After my patch output will be:
drwxrwxr-x 2 Reset root 4096 24. říj 17.35 tmp
can't change mode of `tmp' to 2755 (rwxr-sr-x), using 0755 (rwxr-xr-x)
mode of `tmp' changed to 0755 (rwxr-xr-x)
drwxr-xr-x 2 Reset root 4096 24. říj 17.35 tmp
That should reduce user's confusion and clarify what's really done by
chmod command.
Greetings,
Ondřej Vašík
From 4eaf35f250ab6eec036b7ab21a482a76289f8303 Mon Sep 17 00:00:00 2001
From: =?utf-8?q?Ond=C5=99ej=20Va=C5=A1=C3=ADk?= <[EMAIL PROTECTED]>
Date: Fri, 24 Oct 2008 17:24:09 +0200
Subject: [PATCH] chmod: inform in verbose if used mode for chmod was different than requested
* chmod (process_file): Display a message when SUID, SGID or sticky bit change
was requested but not performed.

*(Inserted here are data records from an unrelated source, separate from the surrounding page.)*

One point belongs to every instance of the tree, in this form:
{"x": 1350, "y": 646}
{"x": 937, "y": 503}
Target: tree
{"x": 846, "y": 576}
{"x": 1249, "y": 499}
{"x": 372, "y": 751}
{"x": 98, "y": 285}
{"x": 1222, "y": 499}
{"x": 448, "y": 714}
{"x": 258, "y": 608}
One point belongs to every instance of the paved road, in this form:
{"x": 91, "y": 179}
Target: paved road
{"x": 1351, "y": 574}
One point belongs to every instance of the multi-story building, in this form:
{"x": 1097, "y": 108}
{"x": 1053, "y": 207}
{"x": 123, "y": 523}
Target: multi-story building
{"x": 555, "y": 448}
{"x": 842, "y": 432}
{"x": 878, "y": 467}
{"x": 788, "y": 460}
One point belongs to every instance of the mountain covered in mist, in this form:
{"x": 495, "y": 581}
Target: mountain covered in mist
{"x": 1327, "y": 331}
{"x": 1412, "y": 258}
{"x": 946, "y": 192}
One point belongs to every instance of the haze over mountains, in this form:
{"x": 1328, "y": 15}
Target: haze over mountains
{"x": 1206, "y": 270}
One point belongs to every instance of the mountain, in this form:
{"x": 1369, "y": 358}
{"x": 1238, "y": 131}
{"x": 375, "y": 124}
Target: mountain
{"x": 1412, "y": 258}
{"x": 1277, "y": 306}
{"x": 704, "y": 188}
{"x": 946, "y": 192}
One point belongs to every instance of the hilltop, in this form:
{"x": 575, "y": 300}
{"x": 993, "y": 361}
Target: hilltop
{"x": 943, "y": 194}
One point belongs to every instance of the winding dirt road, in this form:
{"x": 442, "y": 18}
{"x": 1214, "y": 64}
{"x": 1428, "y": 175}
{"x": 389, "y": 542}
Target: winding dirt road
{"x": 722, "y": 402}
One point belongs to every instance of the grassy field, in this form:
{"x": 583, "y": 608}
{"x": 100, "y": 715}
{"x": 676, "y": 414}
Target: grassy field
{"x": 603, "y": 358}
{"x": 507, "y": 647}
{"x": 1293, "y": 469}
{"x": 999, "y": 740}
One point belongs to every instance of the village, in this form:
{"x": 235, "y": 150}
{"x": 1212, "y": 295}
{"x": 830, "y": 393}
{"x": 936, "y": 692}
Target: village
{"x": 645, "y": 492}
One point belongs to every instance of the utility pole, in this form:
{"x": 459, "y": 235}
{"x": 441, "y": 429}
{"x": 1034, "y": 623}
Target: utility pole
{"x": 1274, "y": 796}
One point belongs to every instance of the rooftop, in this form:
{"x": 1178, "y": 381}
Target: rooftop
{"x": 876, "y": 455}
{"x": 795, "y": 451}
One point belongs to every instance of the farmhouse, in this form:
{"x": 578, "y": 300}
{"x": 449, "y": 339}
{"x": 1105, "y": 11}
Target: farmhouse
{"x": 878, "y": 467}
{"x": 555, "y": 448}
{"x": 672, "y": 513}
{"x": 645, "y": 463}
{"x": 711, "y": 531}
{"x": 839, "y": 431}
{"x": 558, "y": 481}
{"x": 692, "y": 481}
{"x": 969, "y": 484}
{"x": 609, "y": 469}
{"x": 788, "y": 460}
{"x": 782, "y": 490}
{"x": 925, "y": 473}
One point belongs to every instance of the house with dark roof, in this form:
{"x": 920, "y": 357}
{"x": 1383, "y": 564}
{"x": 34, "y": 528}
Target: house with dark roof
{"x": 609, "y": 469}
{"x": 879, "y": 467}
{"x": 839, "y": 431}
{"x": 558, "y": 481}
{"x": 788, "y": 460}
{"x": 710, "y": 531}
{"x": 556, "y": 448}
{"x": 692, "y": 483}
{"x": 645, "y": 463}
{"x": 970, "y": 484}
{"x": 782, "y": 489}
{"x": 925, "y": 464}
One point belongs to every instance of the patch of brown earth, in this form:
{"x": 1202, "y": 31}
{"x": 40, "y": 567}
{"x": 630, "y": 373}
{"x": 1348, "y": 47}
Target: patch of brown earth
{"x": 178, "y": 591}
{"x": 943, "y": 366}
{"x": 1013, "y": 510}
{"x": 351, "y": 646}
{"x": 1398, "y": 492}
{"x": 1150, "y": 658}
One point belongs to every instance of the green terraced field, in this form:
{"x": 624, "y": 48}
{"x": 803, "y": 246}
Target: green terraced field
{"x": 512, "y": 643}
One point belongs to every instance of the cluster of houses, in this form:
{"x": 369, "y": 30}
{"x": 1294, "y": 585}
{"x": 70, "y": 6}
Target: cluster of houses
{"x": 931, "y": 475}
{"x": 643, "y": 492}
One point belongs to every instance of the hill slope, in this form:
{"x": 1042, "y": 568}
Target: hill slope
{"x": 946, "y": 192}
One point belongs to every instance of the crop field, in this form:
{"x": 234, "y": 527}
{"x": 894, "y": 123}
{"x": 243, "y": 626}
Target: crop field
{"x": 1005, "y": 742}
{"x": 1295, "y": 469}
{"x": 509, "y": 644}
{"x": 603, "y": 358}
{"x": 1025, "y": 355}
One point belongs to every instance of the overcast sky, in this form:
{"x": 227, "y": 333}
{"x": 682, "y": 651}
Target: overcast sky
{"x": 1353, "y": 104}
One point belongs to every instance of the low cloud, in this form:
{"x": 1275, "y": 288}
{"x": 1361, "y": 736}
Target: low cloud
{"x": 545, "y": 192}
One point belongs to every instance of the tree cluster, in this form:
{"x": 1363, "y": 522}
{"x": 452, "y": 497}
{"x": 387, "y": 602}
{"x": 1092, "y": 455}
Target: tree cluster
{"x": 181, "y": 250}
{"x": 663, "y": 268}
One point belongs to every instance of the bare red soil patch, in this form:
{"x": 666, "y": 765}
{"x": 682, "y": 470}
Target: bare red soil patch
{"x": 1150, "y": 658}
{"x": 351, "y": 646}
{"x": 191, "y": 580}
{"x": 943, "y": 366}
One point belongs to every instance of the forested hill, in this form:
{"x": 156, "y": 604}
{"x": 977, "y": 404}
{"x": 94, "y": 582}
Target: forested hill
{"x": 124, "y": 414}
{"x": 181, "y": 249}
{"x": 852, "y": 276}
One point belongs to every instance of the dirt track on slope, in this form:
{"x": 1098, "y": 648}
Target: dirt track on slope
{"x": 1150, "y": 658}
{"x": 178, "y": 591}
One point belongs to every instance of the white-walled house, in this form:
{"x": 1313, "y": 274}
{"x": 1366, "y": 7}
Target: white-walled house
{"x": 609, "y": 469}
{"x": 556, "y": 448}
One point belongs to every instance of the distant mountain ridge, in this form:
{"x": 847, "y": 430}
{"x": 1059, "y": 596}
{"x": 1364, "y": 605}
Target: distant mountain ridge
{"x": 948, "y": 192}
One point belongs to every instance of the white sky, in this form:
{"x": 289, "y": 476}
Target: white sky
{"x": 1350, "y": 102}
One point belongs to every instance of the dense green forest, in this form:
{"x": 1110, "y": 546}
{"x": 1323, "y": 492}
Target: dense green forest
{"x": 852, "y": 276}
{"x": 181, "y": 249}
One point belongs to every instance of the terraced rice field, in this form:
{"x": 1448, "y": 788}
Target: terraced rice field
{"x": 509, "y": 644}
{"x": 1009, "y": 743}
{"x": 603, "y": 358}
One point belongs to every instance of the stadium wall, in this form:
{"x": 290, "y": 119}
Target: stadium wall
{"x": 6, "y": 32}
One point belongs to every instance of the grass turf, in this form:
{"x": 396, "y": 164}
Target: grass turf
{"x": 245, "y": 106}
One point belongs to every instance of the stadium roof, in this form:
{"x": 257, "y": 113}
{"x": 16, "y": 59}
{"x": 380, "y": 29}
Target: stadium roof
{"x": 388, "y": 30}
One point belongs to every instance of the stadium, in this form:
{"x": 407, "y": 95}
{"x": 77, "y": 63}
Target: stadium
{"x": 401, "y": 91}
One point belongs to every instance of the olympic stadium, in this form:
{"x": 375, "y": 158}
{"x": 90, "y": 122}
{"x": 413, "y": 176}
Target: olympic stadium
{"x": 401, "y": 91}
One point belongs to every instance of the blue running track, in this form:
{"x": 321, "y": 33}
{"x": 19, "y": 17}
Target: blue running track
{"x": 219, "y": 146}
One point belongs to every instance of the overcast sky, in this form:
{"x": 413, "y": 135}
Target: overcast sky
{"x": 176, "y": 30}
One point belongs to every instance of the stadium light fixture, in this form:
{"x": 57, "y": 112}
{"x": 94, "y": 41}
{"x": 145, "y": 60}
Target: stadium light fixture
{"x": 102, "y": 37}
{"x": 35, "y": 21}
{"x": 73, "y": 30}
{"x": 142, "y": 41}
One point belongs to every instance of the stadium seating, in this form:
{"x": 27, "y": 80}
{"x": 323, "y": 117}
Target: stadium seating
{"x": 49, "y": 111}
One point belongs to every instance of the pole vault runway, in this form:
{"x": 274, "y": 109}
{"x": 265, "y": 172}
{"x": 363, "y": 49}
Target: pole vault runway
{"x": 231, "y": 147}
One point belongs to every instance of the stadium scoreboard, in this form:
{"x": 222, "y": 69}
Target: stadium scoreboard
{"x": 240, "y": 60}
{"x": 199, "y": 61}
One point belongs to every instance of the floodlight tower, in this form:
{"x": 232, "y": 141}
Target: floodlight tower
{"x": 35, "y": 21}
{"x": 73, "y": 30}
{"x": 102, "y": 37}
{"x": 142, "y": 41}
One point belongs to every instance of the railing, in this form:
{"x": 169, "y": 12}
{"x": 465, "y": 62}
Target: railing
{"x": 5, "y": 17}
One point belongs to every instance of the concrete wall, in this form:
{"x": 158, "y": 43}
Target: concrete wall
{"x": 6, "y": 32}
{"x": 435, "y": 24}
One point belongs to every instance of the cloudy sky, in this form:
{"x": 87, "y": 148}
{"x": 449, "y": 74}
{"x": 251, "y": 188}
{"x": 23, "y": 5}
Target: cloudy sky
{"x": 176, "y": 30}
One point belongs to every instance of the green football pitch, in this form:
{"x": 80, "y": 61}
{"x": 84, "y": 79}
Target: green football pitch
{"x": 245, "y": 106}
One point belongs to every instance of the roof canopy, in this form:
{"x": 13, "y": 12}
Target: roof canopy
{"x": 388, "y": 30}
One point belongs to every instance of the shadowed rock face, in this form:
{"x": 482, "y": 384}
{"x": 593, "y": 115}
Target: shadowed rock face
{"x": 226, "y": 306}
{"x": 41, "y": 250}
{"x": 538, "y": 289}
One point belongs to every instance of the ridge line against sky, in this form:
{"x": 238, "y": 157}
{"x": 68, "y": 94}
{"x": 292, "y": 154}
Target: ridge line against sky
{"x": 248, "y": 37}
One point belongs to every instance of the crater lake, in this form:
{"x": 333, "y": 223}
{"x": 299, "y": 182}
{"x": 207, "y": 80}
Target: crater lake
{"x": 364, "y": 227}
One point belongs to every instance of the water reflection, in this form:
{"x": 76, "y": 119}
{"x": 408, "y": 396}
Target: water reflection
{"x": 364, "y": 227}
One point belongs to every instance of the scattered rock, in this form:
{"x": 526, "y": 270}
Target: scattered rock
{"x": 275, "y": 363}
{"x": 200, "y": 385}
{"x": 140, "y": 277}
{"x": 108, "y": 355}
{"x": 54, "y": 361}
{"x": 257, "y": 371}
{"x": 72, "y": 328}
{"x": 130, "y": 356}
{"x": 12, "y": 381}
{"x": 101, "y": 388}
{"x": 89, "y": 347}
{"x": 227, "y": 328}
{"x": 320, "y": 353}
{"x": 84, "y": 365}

Suggested by Aaron Toponce
* NEWS: Mention that change.
---
NEWS | 3 +++
src/chmod.c | 37 +++++++++++++++++++++++++++++++++++--
2 files changed, 38 insertions(+), 2 deletions(-)
diff --git a/NEWS b/NEWS
index 3fc0349..86f415b 100644
--- a/NEWS
+++ b/NEWS
@@ -23,6 +23,9 @@ GNU coreutils NEWS -*- outline -*-
Rm was improved directly, while the others inherit the improvement
from the newer version of fts in gnulib.
+ chmod now displays a message when SUID, SGID or sticky bit change was
+ requested, but not performed.
+
comm now verifies that the inputs are in sorted order. This check can
be turned off with the --nocheck-order option.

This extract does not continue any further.